3. Что это за странная эсхатология, лишенная апокалиптики и имеющая скорее метафизическое, чем в строгом смысле теологическое значение? Попытка ответить на вопрос сталкивается с той же трудностью, что и любые другие попытки исследовать Лейбница — следы этой проблематика разбросаны во многих местах его текстов, без того чтобы в конечном счете быть приведенными к общему знаменателю. В опыте чтения, а тем более письма о Лейбнице, есть нечто похожее на головоломку или, вспомним любовь самого философа к оптике, на калейдоскоп, где каждая общая картина складывается лишь как временный компромисс между множеством линз. В определенном смысле корпус текстов Лейбница устроен также, как его мир: подобно тому, как каждая монада отражает универсум в целом, каждая заметка содержит в себе целое его философии, при том, что ни тот, ни другая не существуют за пределами серии отношений между этими «фрагментами». Поэтому дальше, следуя стилю самого Лейбница, я лишь попытаюсь сложить такого рода «эсхатологический калейдоскоп» из нескольких мест его текстов, которые позволяют поставить осуждаемую здесь проблему.
На мой взгляд, путеводной в данном случае должна быть рукопись под названием «De rerum originatione radicali» (1697). На русский ее название не совсем точно перевели как «О глубинном происхождении вещей», тогда как Лейбниц имеет в виду скорее «последний принцип (radicali — для удобства субстантивируем прилагательное) происхождения вещей», что с самого начала намекает на эсхатологическую проблематику.
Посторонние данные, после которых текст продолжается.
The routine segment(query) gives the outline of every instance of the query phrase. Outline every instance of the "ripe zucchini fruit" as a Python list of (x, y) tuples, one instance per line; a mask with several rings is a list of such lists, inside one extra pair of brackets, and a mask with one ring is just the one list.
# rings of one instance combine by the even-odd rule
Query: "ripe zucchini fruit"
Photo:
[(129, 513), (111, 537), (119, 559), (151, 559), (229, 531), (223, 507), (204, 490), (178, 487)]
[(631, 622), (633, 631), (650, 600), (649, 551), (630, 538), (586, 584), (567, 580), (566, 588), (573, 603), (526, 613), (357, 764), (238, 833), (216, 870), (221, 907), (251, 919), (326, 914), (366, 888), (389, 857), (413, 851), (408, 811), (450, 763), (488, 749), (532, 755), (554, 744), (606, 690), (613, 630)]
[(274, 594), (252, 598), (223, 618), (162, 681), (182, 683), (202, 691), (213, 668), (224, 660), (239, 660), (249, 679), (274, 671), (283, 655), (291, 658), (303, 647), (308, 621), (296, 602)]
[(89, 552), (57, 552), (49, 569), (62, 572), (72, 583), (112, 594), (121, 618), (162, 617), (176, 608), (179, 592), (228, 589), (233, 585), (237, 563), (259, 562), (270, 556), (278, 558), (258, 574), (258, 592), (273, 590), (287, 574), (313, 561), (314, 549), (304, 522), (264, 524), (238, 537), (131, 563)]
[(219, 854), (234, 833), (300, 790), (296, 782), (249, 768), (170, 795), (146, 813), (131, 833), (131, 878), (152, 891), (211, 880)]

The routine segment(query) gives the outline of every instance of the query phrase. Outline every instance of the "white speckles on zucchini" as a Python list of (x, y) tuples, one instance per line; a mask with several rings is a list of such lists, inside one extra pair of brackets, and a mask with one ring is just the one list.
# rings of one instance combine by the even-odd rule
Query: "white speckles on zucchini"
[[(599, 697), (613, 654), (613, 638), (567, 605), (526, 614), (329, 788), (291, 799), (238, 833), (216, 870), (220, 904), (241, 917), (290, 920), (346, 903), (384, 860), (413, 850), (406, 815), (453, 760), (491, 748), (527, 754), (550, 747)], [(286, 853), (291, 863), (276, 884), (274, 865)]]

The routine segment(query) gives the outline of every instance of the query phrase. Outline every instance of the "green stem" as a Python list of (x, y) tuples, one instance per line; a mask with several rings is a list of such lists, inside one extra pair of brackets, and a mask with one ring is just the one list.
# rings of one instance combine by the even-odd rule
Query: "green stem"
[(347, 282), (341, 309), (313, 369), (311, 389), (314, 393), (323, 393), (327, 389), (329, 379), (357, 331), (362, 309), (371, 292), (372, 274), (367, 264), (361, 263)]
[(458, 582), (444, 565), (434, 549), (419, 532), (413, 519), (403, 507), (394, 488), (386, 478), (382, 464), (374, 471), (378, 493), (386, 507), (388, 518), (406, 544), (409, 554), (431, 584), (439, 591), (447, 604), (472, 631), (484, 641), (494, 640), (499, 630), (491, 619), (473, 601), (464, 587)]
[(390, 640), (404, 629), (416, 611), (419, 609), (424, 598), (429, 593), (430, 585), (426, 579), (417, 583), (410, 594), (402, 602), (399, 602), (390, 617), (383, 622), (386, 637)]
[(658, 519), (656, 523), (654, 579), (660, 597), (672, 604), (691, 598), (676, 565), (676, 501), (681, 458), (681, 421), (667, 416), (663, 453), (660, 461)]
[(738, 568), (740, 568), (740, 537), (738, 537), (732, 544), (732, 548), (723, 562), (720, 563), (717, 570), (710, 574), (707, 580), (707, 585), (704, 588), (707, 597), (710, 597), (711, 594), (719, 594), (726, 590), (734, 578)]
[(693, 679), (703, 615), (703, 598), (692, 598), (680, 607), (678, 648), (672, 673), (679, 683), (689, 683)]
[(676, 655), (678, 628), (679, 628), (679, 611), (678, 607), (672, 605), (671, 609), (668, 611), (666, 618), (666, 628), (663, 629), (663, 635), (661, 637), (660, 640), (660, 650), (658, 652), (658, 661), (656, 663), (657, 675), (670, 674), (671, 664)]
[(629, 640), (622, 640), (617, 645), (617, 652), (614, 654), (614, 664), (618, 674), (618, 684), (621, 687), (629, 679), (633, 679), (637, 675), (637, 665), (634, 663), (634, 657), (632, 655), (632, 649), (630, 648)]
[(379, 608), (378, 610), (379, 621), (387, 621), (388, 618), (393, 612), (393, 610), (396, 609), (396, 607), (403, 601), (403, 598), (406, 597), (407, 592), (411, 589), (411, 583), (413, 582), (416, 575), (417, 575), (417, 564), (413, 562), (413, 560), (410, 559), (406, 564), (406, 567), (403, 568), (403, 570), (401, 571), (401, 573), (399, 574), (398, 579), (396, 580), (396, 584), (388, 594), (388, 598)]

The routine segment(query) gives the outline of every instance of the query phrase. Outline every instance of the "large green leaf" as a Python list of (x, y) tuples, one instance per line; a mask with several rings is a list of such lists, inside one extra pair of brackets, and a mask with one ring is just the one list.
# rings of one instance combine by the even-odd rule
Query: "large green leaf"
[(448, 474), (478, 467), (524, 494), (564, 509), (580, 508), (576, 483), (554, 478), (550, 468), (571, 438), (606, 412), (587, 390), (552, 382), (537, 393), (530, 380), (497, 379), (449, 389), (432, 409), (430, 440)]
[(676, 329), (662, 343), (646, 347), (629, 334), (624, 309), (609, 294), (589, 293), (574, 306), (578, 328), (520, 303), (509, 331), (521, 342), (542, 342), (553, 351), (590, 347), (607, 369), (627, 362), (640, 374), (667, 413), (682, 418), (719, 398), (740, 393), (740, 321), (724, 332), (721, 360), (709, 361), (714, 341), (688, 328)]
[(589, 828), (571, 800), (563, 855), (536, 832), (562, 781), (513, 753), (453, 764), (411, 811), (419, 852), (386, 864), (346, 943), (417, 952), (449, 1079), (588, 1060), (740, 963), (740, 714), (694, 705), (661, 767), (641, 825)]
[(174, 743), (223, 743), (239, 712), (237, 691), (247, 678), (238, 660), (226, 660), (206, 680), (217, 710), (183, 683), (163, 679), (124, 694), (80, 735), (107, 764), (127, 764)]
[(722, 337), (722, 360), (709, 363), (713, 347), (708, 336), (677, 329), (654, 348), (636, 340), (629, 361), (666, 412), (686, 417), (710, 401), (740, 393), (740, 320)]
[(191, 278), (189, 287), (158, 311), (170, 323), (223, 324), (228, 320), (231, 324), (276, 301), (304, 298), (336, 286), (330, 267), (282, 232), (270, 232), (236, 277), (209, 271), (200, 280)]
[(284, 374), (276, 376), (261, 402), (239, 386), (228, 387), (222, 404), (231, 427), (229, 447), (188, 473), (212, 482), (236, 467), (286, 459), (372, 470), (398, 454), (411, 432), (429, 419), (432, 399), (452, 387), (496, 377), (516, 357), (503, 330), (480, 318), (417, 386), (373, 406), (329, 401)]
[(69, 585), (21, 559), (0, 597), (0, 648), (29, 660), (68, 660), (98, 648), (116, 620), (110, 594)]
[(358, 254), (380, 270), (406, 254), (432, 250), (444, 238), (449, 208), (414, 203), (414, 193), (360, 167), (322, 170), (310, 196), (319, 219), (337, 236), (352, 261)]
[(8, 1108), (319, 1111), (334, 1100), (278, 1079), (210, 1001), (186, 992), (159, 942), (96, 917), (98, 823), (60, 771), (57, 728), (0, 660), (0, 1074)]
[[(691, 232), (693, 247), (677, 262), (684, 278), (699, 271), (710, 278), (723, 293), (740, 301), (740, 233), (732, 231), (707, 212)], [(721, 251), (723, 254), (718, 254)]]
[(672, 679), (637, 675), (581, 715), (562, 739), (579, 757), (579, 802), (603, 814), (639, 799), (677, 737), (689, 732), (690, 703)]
В пользу верности этой интерпретации говорит уже то, что его отправной точкой служит вопрос о возможном пределе анализа: если мы будем анализировать последовательность состояний мира и искать в них достаточное основание его существования, то уйдем в бесконечность, так как каждый раз сможем объяснить лишь следующее состояние с помощью предыдущего, но не саму возможность их существования. Для Лейбница таким предельным основанием, конечно, является Бог, который по необходимости находится вне этой эмпирической последовательности, но, как известно, его позиция в итоге оказывается гораздо более сложной и нюансированной, чем этот древний схоластический тезис. Для объяснения существования мира недостаточно просто предположить существо, чья сущность заключает в себе существование, ведь в таком случае оно является необходимым, а мир по отношению к нему случайным, неясным же остается самое главное — переход между ними или то, как из единственно необходимой вещи может с метафизической необходимостью вытекать случайная. Лейбниц изобретает интересный диспозитив, чтобы выпутаться из этой трудности: в Боге есть не только чистая актуальность, но еще момент потенциальности в виде его рассудка, в котором содержатся нетварные, хоть и вытекающие из единства его природы, идеи. Идея каждой вещи стремится к существованию и требует его, так как существующая вещь совершеннее несуществующей. Без этого стремления они остались бы лишь чистыми возможностями без всякой реализации, а значит обернулись бы собственной противоположностью. Требование, таким образом, выступает медиатором между необходимыми или первыми истинами (идеями) и их фактическим существованием (то есть в конечном итоге самим пространственно-временным миром).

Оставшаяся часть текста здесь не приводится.